Retail Tech in Focus | Reigniting the Store with Digital Transformation

In this blog, we explore how to reignite stores with digital transformation…

During the various lockdowns people got used to some wonderful experiences online and they would now like to see some of what they enjoyed in their pyjamas transferred to the physical retail space. Consumers want retailers to take all the things they loved virtually and to make it work in-store on a robust infrastructure.

Such moves are absolutely essential for the survival of stores because e-commerce has become so sophisticated on the back of ridiculous amounts of investment made over recent years. Stores now need to reclaim their relevance and work seamlessly alongside digital channels otherwise they simply won’t survive.

We’ve certainly seen errors made by some retailers who’ve failed to make this journey. A few years ago we spoke to a business and suggested they needed to take bookings online for their piercings service and then when the customers turned up in-store they should be recognised and given a personalised experience. After their treatments, they could be offered health tips and sent vouchers for related products such as earrings. The relevant tools and technology were not taken on board and hey presto, this company is no longer on the high street.

The cloud tools and technology are available to enable these tailored shopping journeys. The route we’ve taken at Trust is collaboration with partners whereby we’ve built a community. We get best-of-breed products, package them together, and then deliver them as a managed service. To bring this to life in-stores requires a bullet-proof underlying network otherwise it simply won’t work and the foundations involve security and data integrity – with GDPR uppermost. This must be at the heart of the proposition.

We deployed a digital signage solution for a major retailer across 750 stores during lockdown and broadcast a whole range of content comprising advertising and brand awareness as well as real-time messaging. This was only possible because of the core technology of a managed WiFi solution using the Samsung product set in this case.

This digital in-store transformation is within the reach of all retailers if they take the approach of starting with those assets in which they have already invested. We’d recommend starting with something meaningful. The essence of store digitisation has to be the delivery of something that is similar to the home experience and it has to be seamless.

Whether the customer has looked at shirts online or searched for furniture and then wants to touch and feel the shirts or sit on the sofa, when they walk into the store there should be a connection made with them and at the very least they should be told where those specific products are located in-store. For this, we could give retailers agile technology for clienteling through the sweating of assets whereby the hand-held device they use for scanning stock could be multi-purposed to also take payments, undertake product look-up, and also clienteling functionality.

When such solutions are delivered by cloud service over an enterprise network then things begin to look very exciting in the stores with a familiar look to the experience delivered to customers, which resembles the one they enjoy when shopping online.

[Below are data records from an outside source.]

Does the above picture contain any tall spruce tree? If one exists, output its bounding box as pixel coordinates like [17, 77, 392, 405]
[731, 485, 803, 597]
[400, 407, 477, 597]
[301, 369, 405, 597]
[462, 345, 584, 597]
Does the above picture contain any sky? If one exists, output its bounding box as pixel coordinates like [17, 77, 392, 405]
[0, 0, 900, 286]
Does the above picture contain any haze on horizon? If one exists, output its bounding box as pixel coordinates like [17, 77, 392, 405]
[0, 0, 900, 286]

This approach is creating a robust blended in-store and online experience that is seamless and has a familiarity about it.

What maximises the value from these actions and helps deliver the optimum personalisation is the utilisation of data. We acknowledge it is one of the biggest challenges for retailers because it is a struggle to digitise a business, to get your head around it, and then be faced with the need to grab and manipulate lots of data. We’ve some technology partners who can help through their rules-based engines, which can create communications that are, for instance, weather-related, product-related or time-related.

Our recommended approach is to take baby steps and identify the big issues the data can help solve within the business. Some companies bizarrely invest massively in building a data lake before they even know how they will use it. There has to be some investigatory thought put into how best to deal with data in order to avoid drowning in a data lake.

When data is combined with an invigorated retail proposition through a digital in-store transformation then the opportunities are incredibly exciting and help ensure future success by giving the customer the seamless, personalised experience that they now demand.